Jeudi 9 février 1871
Lettre d’Alfred Desnoyers (Paris) à son beau-frère Charles Mertzdorff (Vieux-Thann)
Paris 9 Février 1871.[1]
Mon cher Charles
Les pressentiments d'Eugénie[2] n'étaient que trop fondés : notre malheur est complet. Notre bien cher Julien[3] n'est plus. Quel affreux malheur ! Sans nouvelles de vous depuis 5 mois, ne sachant pas si vous aviez dû passer la frontière, si vous receviez les lettres de la famille, si vous saviez enfin notre deuil, j'avais demandé et obtenu un laissez-passer pour Bâle et Thann. J'allais me mettre en route, malgré les difficultés, lorsque la première lettre d'Eugénie est arrivée. Elle nous disait que vous saviez tout, que vous étiez réunis, et que vous alliez bien. J'ai donc renoncé à la pénible mission que je m'étais imposée… Oui, notre cher enfant a été frappé à son poste par un projectile ennemi. Il est mort en brave soldat, ayant toute sa connaissance et pensant à ceux qui l'aimaient et qui n'étaient pas auprès de lui. Ses dernières paroles ont été pour la mère[4], pour nous tous, pour la sœur chérie d'Alsace et pour vous. Vous dire l'estime qu'il laisse parmi ceux qui l'ont connu en dehors de nous et le nombre de témoignages de regrets et d'admiration que nous recevons à son endroit est impossible ; et comme le dit notre courageuse mère : Il était trop parfait pour nous être conservé. Sa mémoire vivra longtemps chez ceux qui n'ont fait que le connaître : que sera-ce pour nous !
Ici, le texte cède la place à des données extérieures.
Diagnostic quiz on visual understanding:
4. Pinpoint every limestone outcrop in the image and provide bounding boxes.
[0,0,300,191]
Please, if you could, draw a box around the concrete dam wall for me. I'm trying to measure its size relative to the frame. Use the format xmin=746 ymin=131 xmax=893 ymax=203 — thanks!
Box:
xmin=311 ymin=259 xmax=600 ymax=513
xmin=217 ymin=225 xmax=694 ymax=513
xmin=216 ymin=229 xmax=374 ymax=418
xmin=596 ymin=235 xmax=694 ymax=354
Que de sacrifice, mon Dieu ! et tout cela pour en arriver où nous en sommes. J'aurais voulu aller vous donner de vive voix tous ces tristes détails, si douloureux à écrire ; mais on ne trouve pas prudent que j'entreprenne la route, ce que j'aurais fait cependant si vous n'aviez pas encore reçu de nos nouvelles.
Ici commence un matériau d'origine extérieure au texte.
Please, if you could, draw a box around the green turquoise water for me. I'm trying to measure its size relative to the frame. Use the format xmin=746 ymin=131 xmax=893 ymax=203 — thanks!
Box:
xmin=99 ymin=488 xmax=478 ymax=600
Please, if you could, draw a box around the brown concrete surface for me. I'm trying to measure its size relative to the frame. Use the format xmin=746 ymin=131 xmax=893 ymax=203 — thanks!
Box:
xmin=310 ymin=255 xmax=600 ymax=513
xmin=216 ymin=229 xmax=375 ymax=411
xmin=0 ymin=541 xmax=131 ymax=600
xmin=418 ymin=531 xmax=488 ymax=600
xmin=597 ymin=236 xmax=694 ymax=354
Je viens de passer encore une bien triste semaine. Mon pauvre ami Bayot vient de s'éteindre, après 8 jours d'agonie affreuse, d'une maladie de poitrine dont il était atteint depuis longtemps, mais qui, depuis 5 semaines avait fait des progrès effrayants. Nous l'avons conduit hier à sa dernière demeure : J'ai eu la consolation de le voir suivre par les quelques amis qu'il avait à Paris. Mon père[5], le Prince d'Hénin[6] et moi remplacions une famille qui n'existe pas. Et dire que nous n'avons même pas eu cette triste satisfaction pour notre pauvre Julien.
Courage, mes bons amis, et croyez à mon inaltérable attachement.
A. Desnoyers
Notes
Notice bibliographique
D’après l’original
Pour citer cette page
« Jeudi 9 février 1871. Lettre d’Alfred Desnoyers (Paris) à son beau-frère Charles Mertzdorff (Vieux-Thann) », Une correspondance familiale (D. Poublan et C. Dauphin eds.), https://lettresfamiliales.ehess.fr/w/index.php?title=Jeudi_9_f%C3%A9vrier_1871&oldid=40177 (accédée le 21 novembre 2024).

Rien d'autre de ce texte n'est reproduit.